16th President of Clemson University
- Incumbent
- Assumed office August 1, 2026
- Preceded by: James P. Clements

Provost of the University of Georgia
- In office June 30, 2025 – July 31, 2026
- Preceded by: S. Jack Hu
- Succeeded by: Ron R. Walcott (Interim)

12th Dean of the University of Georgia Terry College of Business
- In office July 1, 2014 – June 29, 2025
- Preceded by: Robert Sumichrast
- Succeeded by: Santanu Chatterjee

Personal details
- Born: Benjamin Campbell Ayers July 17, 1965 (age 61) Heflin, Alabama, U.S.
- Education: University of Alabama (BS, MTA) University of Texas (PhD)
- Website: www.clemson.edu/president/about/

= Ben Ayers =

President of Clemson University

Benjamin C. Ayers (born July 17, 1965) is an American academic administrator and accounting professor who is the 16th president of Clemson University in Clemson, South Carolina.

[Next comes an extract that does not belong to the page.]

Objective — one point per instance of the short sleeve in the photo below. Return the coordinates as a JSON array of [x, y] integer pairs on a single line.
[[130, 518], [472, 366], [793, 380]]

He assumed office on August 1, 2026, after serving for a year as the senior vice president and provost of the University of Georgia.

Prior to his appointment as provost, Ayers was dean of UGA's Terry College of Business for 11 years. Ayers entered administration as director of the J.M. Tull School of Accounting for nine years prior to his selection as the 12th dean of the Terry College in 2014.

== Early life and education ==

Ayers grew up in Heflin, Alabama, where his parents were educators. He studied accounting and taxation at the University of Alabama, graduating summa cum laude with a Bachelor of Science degree in 1986 and a Master of Tax Accounting in 1987. He worked as a tax accountant for five years before entering the accounting doctoral program at the University of Texas McCombs School of Business, graduating in 1996.

== Career ==

=== Accounting career ===
Prior to pursuing his PhD, Ayers worked for KPMG in Atlanta and Tampa, Florida and Complete Health Inc. in Birmingham, Alabama from 1987 to 1992.

=== University of Georgia ===
Ayers joined the J.M. Tull School of Accounting faculty in 1996 as an assistant professor. The Tull School is housed in the Terry College of Business at the University of Georgia. He was promoted to associate professor with tenure in 2001 and full professor in 2006. He published empirical research in the areas of taxation and financial accounting and served at various times on the editorial boards of the Journal of the American Taxation Association, The Accounting Review, and Accounting Horizons.

Ayers was named director of the J.M. Tull School of Accounting in 2005 and served in that role for nine years prior to his appointment as the 12th dean of the Terry College of Business in 2014. During his time as dean, the Terry College launched a master's program in business analytics, an online MBA, an academic minor in business, and an entrepreneurship program open to students of all majors. From 2014 to 2025, the college's undergraduate enrollment grew by 40%, graduate enrollment rose 64%, and the college achieved the highest employment rates for graduating students in its history.

As provost, Ayers served as UGA's chief academic officer with primary responsibility for the university's teaching, research, and public service mission. The deans of UGA's 20 schools and colleges report to the provost, in addition to the vice presidents for instruction, research, public service and outreach, and information technology. During the 2025-26 academic year, Ayers led the creation of the Victoria Kay Ivester School of Nursing at UGA.

=== Clemson University ===
On July 9, 2026, Ayers was announced as president-elect of Clemson University by its board of trustees. He assumed the presidency on August 1, 2026, stating that his priorities would be to advance Clemson's academic reputation, strengthen research, expand student opportunities, and build philanthropic support.